The approach of the reporter is akin to putting up the traffic light before the tragic collision occurs. The basement fire is rife with danger. The opposing hoseline potential is great when there is an outside entrance available. The crew operating above the fire has no way of knowing how long the fire has been burning beneath them or how much weight the weakening floor joists can hold. In the event of a mayday, heavy radio traffic can often drown out those who have the most important message to transmit. Once you read the entire account (CLICK HERE), answer the following:

1.      How would you rate the radio traffic on your incident scenes: light, medium, or heavy? Cite specific examples to support your position.
2.      Define “essential message” in relation to radio transmissions. How many messages do you hear on your fireground that you would define as “essential”?
3.      What “personal safety equipment” would you consider as a minimum for a firefighter to carry when he entered a structure?
4.      Does your department’s accountability system plot where personnel are on the incident scene, or is it just a mechanism to tell the incident commander who is on the scene?
5.      If you were to be caught in a mayday situation and couldn’t get through on the talk channel, what other steps could you take to call your mayday?

Being ready for the Mayday is more than just reading about being ready and observing how others handle the highly emotional event.

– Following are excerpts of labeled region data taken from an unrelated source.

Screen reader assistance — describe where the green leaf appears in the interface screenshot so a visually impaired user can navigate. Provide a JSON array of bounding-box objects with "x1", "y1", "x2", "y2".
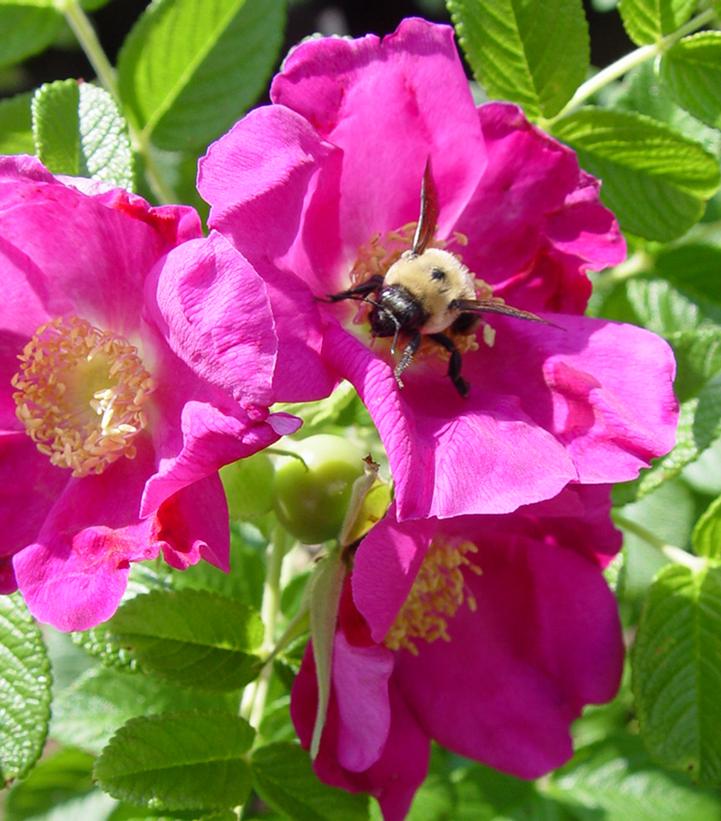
[
  {"x1": 655, "y1": 242, "x2": 721, "y2": 310},
  {"x1": 0, "y1": 594, "x2": 52, "y2": 786},
  {"x1": 613, "y1": 374, "x2": 721, "y2": 504},
  {"x1": 0, "y1": 94, "x2": 35, "y2": 154},
  {"x1": 118, "y1": 0, "x2": 285, "y2": 149},
  {"x1": 0, "y1": 0, "x2": 63, "y2": 68},
  {"x1": 691, "y1": 496, "x2": 721, "y2": 559},
  {"x1": 251, "y1": 742, "x2": 368, "y2": 821},
  {"x1": 548, "y1": 734, "x2": 721, "y2": 821},
  {"x1": 32, "y1": 80, "x2": 133, "y2": 189},
  {"x1": 109, "y1": 589, "x2": 263, "y2": 691},
  {"x1": 50, "y1": 668, "x2": 238, "y2": 753},
  {"x1": 553, "y1": 108, "x2": 719, "y2": 241},
  {"x1": 661, "y1": 31, "x2": 721, "y2": 128},
  {"x1": 618, "y1": 0, "x2": 697, "y2": 46},
  {"x1": 668, "y1": 326, "x2": 721, "y2": 401},
  {"x1": 309, "y1": 552, "x2": 346, "y2": 758},
  {"x1": 632, "y1": 560, "x2": 721, "y2": 786},
  {"x1": 447, "y1": 0, "x2": 589, "y2": 118},
  {"x1": 172, "y1": 523, "x2": 267, "y2": 610},
  {"x1": 604, "y1": 60, "x2": 721, "y2": 156},
  {"x1": 5, "y1": 749, "x2": 101, "y2": 821},
  {"x1": 95, "y1": 712, "x2": 255, "y2": 810}
]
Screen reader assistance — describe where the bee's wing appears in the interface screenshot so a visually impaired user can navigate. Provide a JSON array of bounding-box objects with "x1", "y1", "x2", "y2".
[
  {"x1": 411, "y1": 157, "x2": 439, "y2": 254},
  {"x1": 449, "y1": 297, "x2": 558, "y2": 328}
]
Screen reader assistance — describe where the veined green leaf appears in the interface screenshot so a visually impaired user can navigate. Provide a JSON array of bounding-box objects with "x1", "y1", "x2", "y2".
[
  {"x1": 618, "y1": 0, "x2": 697, "y2": 45},
  {"x1": 691, "y1": 496, "x2": 721, "y2": 559},
  {"x1": 447, "y1": 0, "x2": 589, "y2": 118},
  {"x1": 553, "y1": 108, "x2": 721, "y2": 241},
  {"x1": 632, "y1": 560, "x2": 721, "y2": 786},
  {"x1": 0, "y1": 593, "x2": 52, "y2": 785},
  {"x1": 118, "y1": 0, "x2": 285, "y2": 149},
  {"x1": 95, "y1": 712, "x2": 255, "y2": 810},
  {"x1": 661, "y1": 31, "x2": 721, "y2": 128},
  {"x1": 252, "y1": 742, "x2": 368, "y2": 821},
  {"x1": 0, "y1": 94, "x2": 35, "y2": 154},
  {"x1": 32, "y1": 80, "x2": 133, "y2": 189},
  {"x1": 108, "y1": 589, "x2": 263, "y2": 691}
]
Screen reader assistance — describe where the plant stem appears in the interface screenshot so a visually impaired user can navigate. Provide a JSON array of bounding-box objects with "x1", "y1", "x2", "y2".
[
  {"x1": 545, "y1": 9, "x2": 715, "y2": 124},
  {"x1": 54, "y1": 0, "x2": 177, "y2": 202},
  {"x1": 240, "y1": 526, "x2": 288, "y2": 730}
]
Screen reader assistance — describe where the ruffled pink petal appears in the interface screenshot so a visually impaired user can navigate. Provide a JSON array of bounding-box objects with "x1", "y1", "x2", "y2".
[
  {"x1": 333, "y1": 632, "x2": 393, "y2": 772},
  {"x1": 13, "y1": 442, "x2": 158, "y2": 630},
  {"x1": 198, "y1": 106, "x2": 338, "y2": 402},
  {"x1": 0, "y1": 431, "x2": 70, "y2": 556},
  {"x1": 351, "y1": 506, "x2": 435, "y2": 642},
  {"x1": 271, "y1": 19, "x2": 485, "y2": 252},
  {"x1": 157, "y1": 232, "x2": 277, "y2": 407},
  {"x1": 324, "y1": 327, "x2": 576, "y2": 520},
  {"x1": 464, "y1": 314, "x2": 678, "y2": 480},
  {"x1": 455, "y1": 103, "x2": 625, "y2": 313},
  {"x1": 396, "y1": 518, "x2": 623, "y2": 778},
  {"x1": 153, "y1": 473, "x2": 230, "y2": 573},
  {"x1": 140, "y1": 400, "x2": 301, "y2": 516},
  {"x1": 291, "y1": 646, "x2": 430, "y2": 821},
  {"x1": 0, "y1": 158, "x2": 199, "y2": 334}
]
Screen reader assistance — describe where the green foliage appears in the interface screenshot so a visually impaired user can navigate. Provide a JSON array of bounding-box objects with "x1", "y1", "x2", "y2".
[
  {"x1": 692, "y1": 496, "x2": 721, "y2": 559},
  {"x1": 5, "y1": 749, "x2": 100, "y2": 821},
  {"x1": 548, "y1": 734, "x2": 721, "y2": 821},
  {"x1": 118, "y1": 0, "x2": 285, "y2": 149},
  {"x1": 50, "y1": 668, "x2": 238, "y2": 753},
  {"x1": 32, "y1": 80, "x2": 133, "y2": 189},
  {"x1": 95, "y1": 712, "x2": 254, "y2": 810},
  {"x1": 109, "y1": 589, "x2": 263, "y2": 691},
  {"x1": 618, "y1": 0, "x2": 697, "y2": 45},
  {"x1": 252, "y1": 742, "x2": 368, "y2": 821},
  {"x1": 661, "y1": 31, "x2": 721, "y2": 128},
  {"x1": 553, "y1": 108, "x2": 719, "y2": 240},
  {"x1": 447, "y1": 0, "x2": 589, "y2": 118},
  {"x1": 0, "y1": 94, "x2": 35, "y2": 154},
  {"x1": 0, "y1": 594, "x2": 52, "y2": 785},
  {"x1": 0, "y1": 0, "x2": 63, "y2": 68},
  {"x1": 310, "y1": 552, "x2": 346, "y2": 757},
  {"x1": 632, "y1": 560, "x2": 721, "y2": 785}
]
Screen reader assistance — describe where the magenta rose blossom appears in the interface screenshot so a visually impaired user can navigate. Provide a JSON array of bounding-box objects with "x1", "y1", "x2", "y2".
[
  {"x1": 0, "y1": 157, "x2": 297, "y2": 630},
  {"x1": 291, "y1": 486, "x2": 623, "y2": 821},
  {"x1": 199, "y1": 19, "x2": 677, "y2": 520}
]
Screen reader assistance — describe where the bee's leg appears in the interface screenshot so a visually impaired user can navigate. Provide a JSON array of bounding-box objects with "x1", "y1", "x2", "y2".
[
  {"x1": 318, "y1": 274, "x2": 383, "y2": 302},
  {"x1": 428, "y1": 334, "x2": 470, "y2": 399},
  {"x1": 393, "y1": 331, "x2": 423, "y2": 388}
]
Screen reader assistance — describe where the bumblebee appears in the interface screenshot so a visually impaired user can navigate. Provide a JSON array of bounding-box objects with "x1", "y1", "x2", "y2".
[{"x1": 327, "y1": 158, "x2": 548, "y2": 397}]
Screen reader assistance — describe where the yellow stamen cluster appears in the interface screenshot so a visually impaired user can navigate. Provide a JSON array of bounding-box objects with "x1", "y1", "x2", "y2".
[
  {"x1": 11, "y1": 317, "x2": 153, "y2": 477},
  {"x1": 384, "y1": 542, "x2": 481, "y2": 656}
]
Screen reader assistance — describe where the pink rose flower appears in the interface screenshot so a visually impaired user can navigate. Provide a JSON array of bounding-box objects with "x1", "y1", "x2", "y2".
[
  {"x1": 0, "y1": 157, "x2": 297, "y2": 630},
  {"x1": 199, "y1": 19, "x2": 677, "y2": 519},
  {"x1": 291, "y1": 486, "x2": 623, "y2": 821}
]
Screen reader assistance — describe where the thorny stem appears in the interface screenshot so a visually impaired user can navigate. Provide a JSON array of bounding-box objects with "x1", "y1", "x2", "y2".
[
  {"x1": 240, "y1": 526, "x2": 288, "y2": 730},
  {"x1": 545, "y1": 8, "x2": 715, "y2": 125},
  {"x1": 54, "y1": 0, "x2": 177, "y2": 202}
]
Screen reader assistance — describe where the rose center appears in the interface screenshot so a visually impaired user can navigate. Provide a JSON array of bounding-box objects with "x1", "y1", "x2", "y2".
[
  {"x1": 384, "y1": 542, "x2": 481, "y2": 656},
  {"x1": 11, "y1": 317, "x2": 154, "y2": 477}
]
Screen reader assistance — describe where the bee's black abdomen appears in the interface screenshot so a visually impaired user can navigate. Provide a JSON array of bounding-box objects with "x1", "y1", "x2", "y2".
[{"x1": 370, "y1": 285, "x2": 428, "y2": 336}]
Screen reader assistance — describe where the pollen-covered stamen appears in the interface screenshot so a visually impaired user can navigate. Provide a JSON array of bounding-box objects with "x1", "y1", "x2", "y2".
[
  {"x1": 384, "y1": 542, "x2": 481, "y2": 656},
  {"x1": 11, "y1": 317, "x2": 154, "y2": 477}
]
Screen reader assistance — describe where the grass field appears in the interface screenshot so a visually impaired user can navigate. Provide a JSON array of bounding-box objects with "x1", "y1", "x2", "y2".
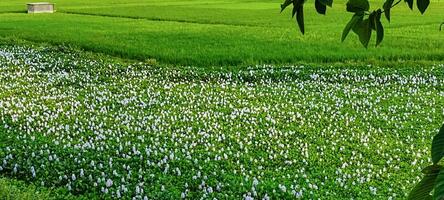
[
  {"x1": 0, "y1": 0, "x2": 444, "y2": 67},
  {"x1": 0, "y1": 0, "x2": 444, "y2": 200}
]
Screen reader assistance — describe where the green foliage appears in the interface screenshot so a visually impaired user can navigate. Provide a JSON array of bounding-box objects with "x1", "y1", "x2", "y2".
[
  {"x1": 281, "y1": 0, "x2": 430, "y2": 48},
  {"x1": 0, "y1": 0, "x2": 444, "y2": 67},
  {"x1": 408, "y1": 125, "x2": 444, "y2": 200}
]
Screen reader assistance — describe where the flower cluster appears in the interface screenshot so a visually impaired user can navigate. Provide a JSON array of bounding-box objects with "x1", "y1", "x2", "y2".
[{"x1": 0, "y1": 46, "x2": 444, "y2": 199}]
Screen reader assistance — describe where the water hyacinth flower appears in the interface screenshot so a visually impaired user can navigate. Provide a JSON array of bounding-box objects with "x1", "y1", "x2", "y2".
[{"x1": 0, "y1": 45, "x2": 444, "y2": 199}]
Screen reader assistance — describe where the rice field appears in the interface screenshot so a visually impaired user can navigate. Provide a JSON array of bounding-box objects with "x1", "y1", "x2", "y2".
[{"x1": 0, "y1": 45, "x2": 444, "y2": 199}]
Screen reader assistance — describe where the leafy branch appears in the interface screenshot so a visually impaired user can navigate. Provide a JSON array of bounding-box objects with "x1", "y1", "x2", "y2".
[{"x1": 281, "y1": 0, "x2": 430, "y2": 48}]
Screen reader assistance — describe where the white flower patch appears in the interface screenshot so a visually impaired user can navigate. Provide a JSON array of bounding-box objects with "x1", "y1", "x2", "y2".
[{"x1": 0, "y1": 46, "x2": 444, "y2": 199}]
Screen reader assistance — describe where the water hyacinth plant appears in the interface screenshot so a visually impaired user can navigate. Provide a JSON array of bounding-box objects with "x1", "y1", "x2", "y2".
[
  {"x1": 0, "y1": 45, "x2": 444, "y2": 199},
  {"x1": 408, "y1": 125, "x2": 444, "y2": 200}
]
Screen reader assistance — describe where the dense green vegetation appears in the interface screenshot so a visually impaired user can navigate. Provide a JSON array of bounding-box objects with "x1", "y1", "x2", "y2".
[
  {"x1": 0, "y1": 0, "x2": 444, "y2": 199},
  {"x1": 0, "y1": 45, "x2": 444, "y2": 199},
  {"x1": 0, "y1": 0, "x2": 444, "y2": 66}
]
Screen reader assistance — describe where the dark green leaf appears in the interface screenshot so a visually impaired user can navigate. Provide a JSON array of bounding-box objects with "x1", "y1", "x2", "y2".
[
  {"x1": 416, "y1": 0, "x2": 430, "y2": 14},
  {"x1": 341, "y1": 14, "x2": 364, "y2": 42},
  {"x1": 352, "y1": 19, "x2": 372, "y2": 48},
  {"x1": 383, "y1": 0, "x2": 395, "y2": 22},
  {"x1": 432, "y1": 125, "x2": 444, "y2": 164},
  {"x1": 296, "y1": 4, "x2": 305, "y2": 34},
  {"x1": 422, "y1": 165, "x2": 442, "y2": 175},
  {"x1": 319, "y1": 0, "x2": 333, "y2": 7},
  {"x1": 315, "y1": 0, "x2": 327, "y2": 15},
  {"x1": 347, "y1": 0, "x2": 370, "y2": 13},
  {"x1": 433, "y1": 171, "x2": 444, "y2": 199},
  {"x1": 404, "y1": 0, "x2": 413, "y2": 10},
  {"x1": 281, "y1": 0, "x2": 293, "y2": 12},
  {"x1": 407, "y1": 174, "x2": 438, "y2": 200}
]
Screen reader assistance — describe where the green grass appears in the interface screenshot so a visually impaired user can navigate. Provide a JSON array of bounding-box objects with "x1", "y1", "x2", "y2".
[
  {"x1": 0, "y1": 0, "x2": 444, "y2": 67},
  {"x1": 0, "y1": 178, "x2": 49, "y2": 200},
  {"x1": 0, "y1": 45, "x2": 444, "y2": 199}
]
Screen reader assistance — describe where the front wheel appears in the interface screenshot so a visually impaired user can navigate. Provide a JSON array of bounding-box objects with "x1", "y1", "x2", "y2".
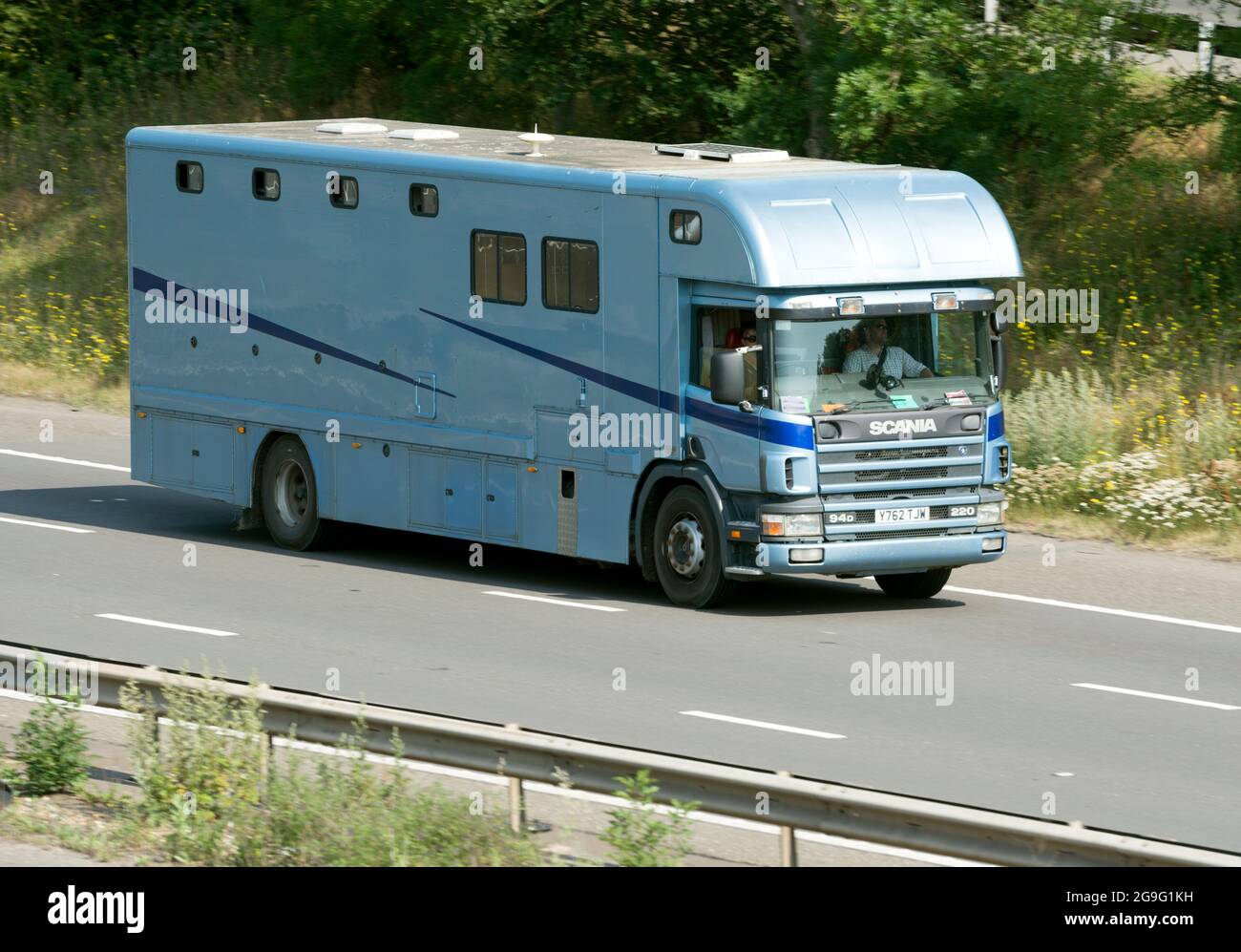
[
  {"x1": 652, "y1": 485, "x2": 737, "y2": 608},
  {"x1": 875, "y1": 568, "x2": 952, "y2": 599}
]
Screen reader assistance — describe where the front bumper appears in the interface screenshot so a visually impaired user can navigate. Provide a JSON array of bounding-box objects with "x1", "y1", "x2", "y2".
[{"x1": 728, "y1": 529, "x2": 1008, "y2": 576}]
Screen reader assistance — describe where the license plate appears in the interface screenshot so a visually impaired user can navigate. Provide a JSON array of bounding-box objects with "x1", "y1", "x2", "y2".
[{"x1": 875, "y1": 505, "x2": 931, "y2": 522}]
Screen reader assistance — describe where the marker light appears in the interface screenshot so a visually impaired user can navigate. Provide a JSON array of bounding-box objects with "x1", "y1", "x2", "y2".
[
  {"x1": 764, "y1": 513, "x2": 823, "y2": 538},
  {"x1": 978, "y1": 502, "x2": 1004, "y2": 525}
]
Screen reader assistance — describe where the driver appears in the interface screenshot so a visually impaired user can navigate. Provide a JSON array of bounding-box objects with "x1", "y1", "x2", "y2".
[{"x1": 844, "y1": 318, "x2": 935, "y2": 380}]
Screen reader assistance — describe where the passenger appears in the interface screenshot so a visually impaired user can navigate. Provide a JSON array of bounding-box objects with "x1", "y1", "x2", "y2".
[{"x1": 844, "y1": 318, "x2": 935, "y2": 380}]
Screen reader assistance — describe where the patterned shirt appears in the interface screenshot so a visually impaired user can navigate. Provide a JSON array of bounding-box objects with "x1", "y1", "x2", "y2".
[{"x1": 844, "y1": 347, "x2": 926, "y2": 380}]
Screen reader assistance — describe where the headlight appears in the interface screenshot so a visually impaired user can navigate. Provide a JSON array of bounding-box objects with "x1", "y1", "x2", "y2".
[
  {"x1": 978, "y1": 502, "x2": 1004, "y2": 525},
  {"x1": 764, "y1": 513, "x2": 823, "y2": 539}
]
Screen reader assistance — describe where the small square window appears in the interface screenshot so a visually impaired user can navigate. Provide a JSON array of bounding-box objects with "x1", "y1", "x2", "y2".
[
  {"x1": 471, "y1": 231, "x2": 526, "y2": 304},
  {"x1": 177, "y1": 162, "x2": 202, "y2": 195},
  {"x1": 667, "y1": 210, "x2": 703, "y2": 244},
  {"x1": 327, "y1": 175, "x2": 357, "y2": 208},
  {"x1": 543, "y1": 239, "x2": 599, "y2": 314},
  {"x1": 253, "y1": 169, "x2": 281, "y2": 201},
  {"x1": 410, "y1": 185, "x2": 439, "y2": 219}
]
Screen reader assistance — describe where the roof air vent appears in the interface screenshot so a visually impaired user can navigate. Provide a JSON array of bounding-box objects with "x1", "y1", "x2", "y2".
[
  {"x1": 389, "y1": 129, "x2": 462, "y2": 141},
  {"x1": 314, "y1": 123, "x2": 388, "y2": 136},
  {"x1": 655, "y1": 142, "x2": 789, "y2": 165}
]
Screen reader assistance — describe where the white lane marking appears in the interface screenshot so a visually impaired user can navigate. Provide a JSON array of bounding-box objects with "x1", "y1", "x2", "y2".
[
  {"x1": 682, "y1": 711, "x2": 845, "y2": 741},
  {"x1": 483, "y1": 592, "x2": 627, "y2": 612},
  {"x1": 943, "y1": 584, "x2": 1241, "y2": 634},
  {"x1": 1072, "y1": 683, "x2": 1241, "y2": 711},
  {"x1": 272, "y1": 736, "x2": 992, "y2": 866},
  {"x1": 0, "y1": 517, "x2": 95, "y2": 533},
  {"x1": 95, "y1": 613, "x2": 239, "y2": 638},
  {"x1": 0, "y1": 450, "x2": 129, "y2": 473}
]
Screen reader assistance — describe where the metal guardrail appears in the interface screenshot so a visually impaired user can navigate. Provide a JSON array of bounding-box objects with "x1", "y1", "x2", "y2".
[{"x1": 0, "y1": 645, "x2": 1241, "y2": 866}]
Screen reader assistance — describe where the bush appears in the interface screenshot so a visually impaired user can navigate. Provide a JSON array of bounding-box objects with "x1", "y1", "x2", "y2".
[
  {"x1": 16, "y1": 699, "x2": 91, "y2": 795},
  {"x1": 600, "y1": 770, "x2": 699, "y2": 866},
  {"x1": 1004, "y1": 370, "x2": 1117, "y2": 467},
  {"x1": 123, "y1": 680, "x2": 538, "y2": 866}
]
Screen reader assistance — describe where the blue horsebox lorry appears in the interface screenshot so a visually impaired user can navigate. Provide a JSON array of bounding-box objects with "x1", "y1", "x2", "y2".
[{"x1": 127, "y1": 119, "x2": 1021, "y2": 608}]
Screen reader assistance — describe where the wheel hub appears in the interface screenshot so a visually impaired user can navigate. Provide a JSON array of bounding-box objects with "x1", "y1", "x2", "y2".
[
  {"x1": 276, "y1": 459, "x2": 309, "y2": 529},
  {"x1": 664, "y1": 514, "x2": 706, "y2": 580}
]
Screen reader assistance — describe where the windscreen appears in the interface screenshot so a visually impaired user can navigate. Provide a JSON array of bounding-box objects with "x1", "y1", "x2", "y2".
[{"x1": 770, "y1": 311, "x2": 994, "y2": 413}]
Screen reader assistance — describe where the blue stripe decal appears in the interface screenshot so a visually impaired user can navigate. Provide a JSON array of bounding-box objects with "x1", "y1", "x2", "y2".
[
  {"x1": 987, "y1": 410, "x2": 1004, "y2": 439},
  {"x1": 762, "y1": 417, "x2": 814, "y2": 450},
  {"x1": 133, "y1": 268, "x2": 456, "y2": 398},
  {"x1": 418, "y1": 307, "x2": 680, "y2": 413},
  {"x1": 418, "y1": 307, "x2": 814, "y2": 450}
]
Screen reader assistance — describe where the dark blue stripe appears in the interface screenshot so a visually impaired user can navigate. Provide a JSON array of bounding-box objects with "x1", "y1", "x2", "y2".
[
  {"x1": 418, "y1": 307, "x2": 814, "y2": 450},
  {"x1": 418, "y1": 307, "x2": 680, "y2": 413},
  {"x1": 987, "y1": 410, "x2": 1004, "y2": 439},
  {"x1": 134, "y1": 268, "x2": 456, "y2": 398}
]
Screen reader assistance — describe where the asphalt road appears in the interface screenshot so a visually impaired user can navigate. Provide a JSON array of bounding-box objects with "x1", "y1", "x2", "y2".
[{"x1": 0, "y1": 398, "x2": 1241, "y2": 852}]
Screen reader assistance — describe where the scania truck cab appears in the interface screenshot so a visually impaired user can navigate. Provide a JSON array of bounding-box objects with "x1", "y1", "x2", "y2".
[{"x1": 684, "y1": 285, "x2": 1012, "y2": 610}]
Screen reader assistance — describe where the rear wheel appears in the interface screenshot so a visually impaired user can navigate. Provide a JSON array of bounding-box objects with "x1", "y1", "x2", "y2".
[
  {"x1": 262, "y1": 435, "x2": 326, "y2": 551},
  {"x1": 875, "y1": 568, "x2": 952, "y2": 599},
  {"x1": 652, "y1": 485, "x2": 736, "y2": 608}
]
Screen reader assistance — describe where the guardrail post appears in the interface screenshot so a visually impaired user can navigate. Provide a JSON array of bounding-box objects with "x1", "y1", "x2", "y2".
[
  {"x1": 504, "y1": 724, "x2": 526, "y2": 833},
  {"x1": 1198, "y1": 20, "x2": 1215, "y2": 75},
  {"x1": 776, "y1": 771, "x2": 797, "y2": 866}
]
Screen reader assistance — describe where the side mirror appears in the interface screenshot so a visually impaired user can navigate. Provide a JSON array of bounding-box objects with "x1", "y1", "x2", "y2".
[
  {"x1": 711, "y1": 350, "x2": 746, "y2": 407},
  {"x1": 992, "y1": 338, "x2": 1008, "y2": 392}
]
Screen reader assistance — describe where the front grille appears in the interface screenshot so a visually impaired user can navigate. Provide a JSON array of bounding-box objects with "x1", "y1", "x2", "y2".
[
  {"x1": 853, "y1": 447, "x2": 948, "y2": 463},
  {"x1": 853, "y1": 467, "x2": 948, "y2": 483}
]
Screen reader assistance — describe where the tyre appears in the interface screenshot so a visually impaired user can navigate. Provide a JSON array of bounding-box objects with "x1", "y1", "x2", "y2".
[
  {"x1": 875, "y1": 568, "x2": 952, "y2": 599},
  {"x1": 262, "y1": 435, "x2": 327, "y2": 551},
  {"x1": 652, "y1": 485, "x2": 737, "y2": 608}
]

Reviewing accounts of Maydays are an essential component of Mayday preparation. Practicing Mayday drills is a second essential module. Last but not least, maintaining a constant vigilance for the emerging Mayday situation is the third side of the Ready for Mayday triangle.

Have you experienced a mayday and no one responded? Submit your report to today so everyone goes home tomorrow.


Note: The questions posed by the reviewers are designed to generate discussion and thought in the name of promoting firefighter safety. They are not intended to pass judgment on the actions and performance of individuals in the reports.